# Village S.T.O.P.



## Wild Bill (May 3, 2006)

Anyone else remember a Hamilton band called the Village S.T.O.P.? They were from the late 60's. I still remember being a young teenager when they played my high school. 

They did the whole stage show. Overhead projector showing glycerine blobs stained with food colouring, strobe lights, flowing robes.

I heard them play King Crimson's "21st Century Schizoid Man" for the first time. Bowled me right over!

The lead singer was Fraser Loveman, if I recall. The bass player that night was Ralph Nielson. The others I don't recall.

There were other local bands like Mara Loves, Old Sailor, Vehicle that played an old converted movie theatre in Stoney Creek called the Camel Stop. 

Just wondering if anyone out there can help maintain the nostalgia...:smile:

:food-smiley-004:


----------



## Bluesman (Jul 14, 2009)

*Village STOP*

Hi Wild Bill, my daughter happened across this post, might be too late to answer but here it goes. My name is Paul Marcoux and I was the orginal lead player in the STOP. The group you refer to was the second "Fraser Loveman Group" that formed after the STOP split up in 1970. I was in that group also with Terry Walsh on giutar from a group called "Rain" and the Drummer from "The Kidds". I'm having a brain fart cause his name has escaped me at the moment. Fraser has reunited with the orginal bass player from the "Modbeats" (his first band) and is playing around St Catharines right now.
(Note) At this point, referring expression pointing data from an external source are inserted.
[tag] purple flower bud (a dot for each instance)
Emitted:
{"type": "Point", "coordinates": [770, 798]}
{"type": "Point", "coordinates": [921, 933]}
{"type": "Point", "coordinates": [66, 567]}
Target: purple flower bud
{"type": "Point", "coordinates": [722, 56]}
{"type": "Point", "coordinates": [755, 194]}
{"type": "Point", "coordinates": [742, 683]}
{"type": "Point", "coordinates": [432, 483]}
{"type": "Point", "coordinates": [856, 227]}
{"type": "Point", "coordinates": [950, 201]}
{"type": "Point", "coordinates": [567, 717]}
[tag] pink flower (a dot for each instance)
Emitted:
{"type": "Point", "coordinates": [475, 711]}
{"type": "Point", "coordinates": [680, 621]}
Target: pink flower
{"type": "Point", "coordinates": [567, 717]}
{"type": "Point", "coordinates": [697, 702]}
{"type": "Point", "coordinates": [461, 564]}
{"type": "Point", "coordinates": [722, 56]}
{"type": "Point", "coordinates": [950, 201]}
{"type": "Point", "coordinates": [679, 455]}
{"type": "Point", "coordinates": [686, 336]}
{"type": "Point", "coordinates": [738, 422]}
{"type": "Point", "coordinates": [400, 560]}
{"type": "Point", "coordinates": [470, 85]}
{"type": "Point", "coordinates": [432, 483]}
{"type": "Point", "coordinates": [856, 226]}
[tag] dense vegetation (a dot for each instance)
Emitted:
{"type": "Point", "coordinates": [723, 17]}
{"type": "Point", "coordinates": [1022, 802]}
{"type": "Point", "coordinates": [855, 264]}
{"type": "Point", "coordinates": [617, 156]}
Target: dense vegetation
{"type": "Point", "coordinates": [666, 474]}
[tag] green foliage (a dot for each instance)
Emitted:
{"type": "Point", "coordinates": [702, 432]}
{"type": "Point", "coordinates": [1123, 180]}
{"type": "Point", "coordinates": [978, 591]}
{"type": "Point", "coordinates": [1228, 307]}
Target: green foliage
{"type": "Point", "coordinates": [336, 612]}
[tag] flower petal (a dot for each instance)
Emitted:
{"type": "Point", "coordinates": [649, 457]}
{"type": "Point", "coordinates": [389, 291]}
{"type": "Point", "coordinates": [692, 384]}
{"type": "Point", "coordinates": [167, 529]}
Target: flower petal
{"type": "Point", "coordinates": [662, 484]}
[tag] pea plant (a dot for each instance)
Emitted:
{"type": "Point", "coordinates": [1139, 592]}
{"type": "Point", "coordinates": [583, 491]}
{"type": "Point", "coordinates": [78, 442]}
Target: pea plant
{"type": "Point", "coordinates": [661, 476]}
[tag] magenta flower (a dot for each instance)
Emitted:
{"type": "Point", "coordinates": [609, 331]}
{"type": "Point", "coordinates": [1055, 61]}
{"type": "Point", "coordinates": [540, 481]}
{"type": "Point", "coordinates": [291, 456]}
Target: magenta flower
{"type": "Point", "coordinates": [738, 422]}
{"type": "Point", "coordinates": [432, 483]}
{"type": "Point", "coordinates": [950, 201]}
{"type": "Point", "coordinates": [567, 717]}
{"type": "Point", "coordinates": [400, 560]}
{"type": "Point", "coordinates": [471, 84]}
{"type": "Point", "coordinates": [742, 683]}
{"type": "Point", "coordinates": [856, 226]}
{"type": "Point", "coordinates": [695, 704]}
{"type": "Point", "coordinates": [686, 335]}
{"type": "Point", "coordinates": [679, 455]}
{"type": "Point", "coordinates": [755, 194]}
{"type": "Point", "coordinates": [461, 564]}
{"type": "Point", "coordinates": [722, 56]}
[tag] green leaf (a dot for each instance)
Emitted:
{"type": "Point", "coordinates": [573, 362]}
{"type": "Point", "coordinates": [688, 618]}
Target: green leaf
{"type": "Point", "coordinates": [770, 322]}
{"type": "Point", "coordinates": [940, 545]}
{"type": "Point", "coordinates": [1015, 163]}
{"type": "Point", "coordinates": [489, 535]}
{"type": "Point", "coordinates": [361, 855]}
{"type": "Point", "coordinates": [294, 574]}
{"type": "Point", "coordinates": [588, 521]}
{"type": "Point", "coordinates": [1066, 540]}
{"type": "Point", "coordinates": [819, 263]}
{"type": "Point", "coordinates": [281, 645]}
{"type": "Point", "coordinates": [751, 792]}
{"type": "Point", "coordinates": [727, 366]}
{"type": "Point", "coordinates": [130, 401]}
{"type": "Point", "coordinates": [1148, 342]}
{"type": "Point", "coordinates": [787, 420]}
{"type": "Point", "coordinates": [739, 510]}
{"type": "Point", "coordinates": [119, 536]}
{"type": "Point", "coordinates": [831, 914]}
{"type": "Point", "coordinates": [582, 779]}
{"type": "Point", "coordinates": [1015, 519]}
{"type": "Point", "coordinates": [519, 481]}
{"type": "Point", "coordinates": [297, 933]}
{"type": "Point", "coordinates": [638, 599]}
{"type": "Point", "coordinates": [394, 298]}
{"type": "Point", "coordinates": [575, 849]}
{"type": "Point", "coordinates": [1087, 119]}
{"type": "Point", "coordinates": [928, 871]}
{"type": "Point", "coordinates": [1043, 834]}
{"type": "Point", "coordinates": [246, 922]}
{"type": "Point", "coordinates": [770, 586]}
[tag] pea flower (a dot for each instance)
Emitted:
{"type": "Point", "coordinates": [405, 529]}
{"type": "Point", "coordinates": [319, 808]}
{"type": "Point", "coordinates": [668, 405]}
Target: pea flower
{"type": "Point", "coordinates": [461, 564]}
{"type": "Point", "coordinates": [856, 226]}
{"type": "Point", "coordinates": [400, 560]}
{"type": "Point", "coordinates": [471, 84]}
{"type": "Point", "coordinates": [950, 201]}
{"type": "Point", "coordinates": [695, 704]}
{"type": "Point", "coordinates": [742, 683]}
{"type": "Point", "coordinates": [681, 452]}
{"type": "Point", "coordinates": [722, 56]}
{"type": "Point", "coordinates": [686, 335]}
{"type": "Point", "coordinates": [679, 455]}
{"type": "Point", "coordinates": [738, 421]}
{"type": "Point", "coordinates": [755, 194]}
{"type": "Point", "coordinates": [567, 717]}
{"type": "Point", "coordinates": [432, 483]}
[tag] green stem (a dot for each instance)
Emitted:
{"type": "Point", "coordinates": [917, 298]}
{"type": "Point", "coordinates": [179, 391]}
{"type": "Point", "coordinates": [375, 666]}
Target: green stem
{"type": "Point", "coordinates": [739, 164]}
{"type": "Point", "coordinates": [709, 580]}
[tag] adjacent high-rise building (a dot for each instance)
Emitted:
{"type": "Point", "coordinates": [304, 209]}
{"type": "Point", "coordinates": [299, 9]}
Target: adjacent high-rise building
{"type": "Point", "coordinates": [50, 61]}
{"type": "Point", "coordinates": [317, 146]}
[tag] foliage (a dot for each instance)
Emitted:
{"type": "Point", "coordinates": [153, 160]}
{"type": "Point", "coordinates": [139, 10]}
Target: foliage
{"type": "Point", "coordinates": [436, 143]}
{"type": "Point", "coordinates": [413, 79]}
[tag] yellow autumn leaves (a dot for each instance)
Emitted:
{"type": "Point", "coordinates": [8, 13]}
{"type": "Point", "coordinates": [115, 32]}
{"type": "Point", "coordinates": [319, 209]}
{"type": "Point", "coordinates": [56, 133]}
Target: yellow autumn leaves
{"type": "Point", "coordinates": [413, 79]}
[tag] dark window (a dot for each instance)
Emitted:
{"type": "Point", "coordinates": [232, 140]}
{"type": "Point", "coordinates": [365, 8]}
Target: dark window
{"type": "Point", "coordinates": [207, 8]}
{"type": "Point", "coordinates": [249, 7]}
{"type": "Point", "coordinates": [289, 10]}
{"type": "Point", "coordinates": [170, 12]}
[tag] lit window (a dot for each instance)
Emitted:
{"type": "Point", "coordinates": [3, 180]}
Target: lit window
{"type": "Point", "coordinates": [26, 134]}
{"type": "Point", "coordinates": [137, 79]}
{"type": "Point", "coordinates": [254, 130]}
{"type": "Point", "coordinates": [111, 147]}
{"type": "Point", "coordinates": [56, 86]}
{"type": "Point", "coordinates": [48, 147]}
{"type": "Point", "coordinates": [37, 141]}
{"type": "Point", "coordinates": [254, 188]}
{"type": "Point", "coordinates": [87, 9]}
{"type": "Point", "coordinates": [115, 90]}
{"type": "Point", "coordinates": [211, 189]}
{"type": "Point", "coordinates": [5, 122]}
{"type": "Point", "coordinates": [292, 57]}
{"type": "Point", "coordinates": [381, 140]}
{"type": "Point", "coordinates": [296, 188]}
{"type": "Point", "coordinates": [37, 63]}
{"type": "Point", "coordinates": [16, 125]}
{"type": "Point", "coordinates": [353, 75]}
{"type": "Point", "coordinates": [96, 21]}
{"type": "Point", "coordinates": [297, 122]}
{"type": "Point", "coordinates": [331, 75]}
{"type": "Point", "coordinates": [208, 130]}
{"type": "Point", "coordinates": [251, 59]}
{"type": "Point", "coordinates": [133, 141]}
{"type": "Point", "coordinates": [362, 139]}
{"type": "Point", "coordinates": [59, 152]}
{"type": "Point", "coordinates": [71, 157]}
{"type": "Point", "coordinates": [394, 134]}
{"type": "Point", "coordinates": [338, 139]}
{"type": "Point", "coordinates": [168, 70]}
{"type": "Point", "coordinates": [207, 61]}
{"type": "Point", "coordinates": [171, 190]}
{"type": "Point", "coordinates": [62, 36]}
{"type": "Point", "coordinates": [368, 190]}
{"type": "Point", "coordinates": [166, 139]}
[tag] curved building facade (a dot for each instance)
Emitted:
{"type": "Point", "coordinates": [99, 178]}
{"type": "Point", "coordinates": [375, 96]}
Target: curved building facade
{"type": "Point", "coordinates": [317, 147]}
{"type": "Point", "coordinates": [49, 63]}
As for the "STOP" I have an old website up that is not complete due to lack of material but here's the link for a chuckle:

http://www.execulink.com/~pmarcoux/

The email address on is no longer valid as I have changed it but keep forgetting to update it on the Website. I thought interest in 60's groups had died down so I haven't bothered too much with the Website lately but you can Google it. Long live the 60's - Paul


----------



## Guest (Jul 14, 2009)

That is so freaking cool that you found Wild Bill's post.


----------



## puckhead (Sep 8, 2008)

holy it's-a-small-world-after-all, batman!
welcome to the forum.

:smilie_flagge17:


----------



## Bluesman (Jul 14, 2009)

*Update on STOP site*

Have now updated my email address on the STOP website. Looking for anyone with old pictures of the group or old posters etc that they can send me,thanks. Also update on Fraser Loveman. Has named his reunited, and expanded band- "Modbeats Black White & Blue"


----------